The positions taken by the anti-war movement in the run up to the Libya war were correct in every detail

Chris Nineham

Libya

‘Behind this blindness is the continuing fantasy that the future for Libya lies in more effective Western intervention.’


Once again, years after the event, an official enquiry has confirmed that the positions taken by the the anti-war movement in the run up to a war were correct in every detail. As plans were being laid for an attack on Libya, with Cameron and Sarkozy taking the lead, anti-war critics argued first, that the humanitarian case for defending Benghazi would morph into a justification for a wider war and that a no-fly zone would become a bombing corridor; second, that such an assault would inflame the existing turmoil in the country; and third, that the attacks were likely to plunge Libya into a crisis which would destabilise the whole region.

Today’s parliamentary report retrospectively confirms all three points. It judges that if the aim was the humanitarian one of securing Benghazi, then that goal had been achieved within 24 hours of the start of a five month long intervention.
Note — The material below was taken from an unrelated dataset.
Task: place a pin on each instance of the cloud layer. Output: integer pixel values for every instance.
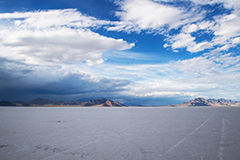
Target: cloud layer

It goes on to argue that the threat to Benghazi was not credible anyway, ‘despite his rhetoric, the proposition that Muammar Gaddafi would have ordered the massacre of civilians in Benghazi was not supported by the available evidence.’

The overall result result of the attack was ‘political and economic collapse, inter-militia and inter-tribal warfare, humanitarian and migrant crises, widespread human rights violations, the spread of Gaddafi regime weapons across the region and the growth of Isil [Islamic State] in north Africa’.

In particular the report concludes that the possibility that militant extremist groups would attempt to benefit from the uprising that the West was supporting ‘should not have been the preserve of hindsight’.

There are major weaknesses. One is that while it documents the ‘morphing’ of the operation into a war for regime change, despite David Cameron’s promises to parliament, it strangely fails to mention that this shift made the war illegal under international law.

But the much more serious problem is that, despite the accumulation of evidence of disaster, it’s conclusions and prescriptions are bizarre. It claims that the Western backed government currently struggling for control in Libya with strong British support – laughingly known as the Government of National Accord (GNA)- is the ‘only game in town’. This is an extraordinary statement – particularly when the report complains of elementary intelligence failures in the past. There are currently three – four if you include ISIS held Misrata – centres of power in the country which have been involved in varying levels of armed conflict over the last few years. It is a particularly strange claim to make days after an opponent of the GNA in the East, General Khalifa Haftar has seized around 80 percent of Libya’s oil production.

Behind this blindness is the continuing fantasy that the future for Libya, as with other countries in the wider region, lies in more effective Western intervention. All the facts about the Libyan experience detailed in this report tell us this is wrong.  Once again, the real lessons of the report are precisely the central contentions of the anti-war movement: that military intervention cannot solve the kind of complex problems being experienced by countries across the region, that in fact intervention will make matters catastrophically worse, and that  Western governments cynically use humanitarian arguments as a cover for wider geopolitical ambitions. Don’t be fooled again.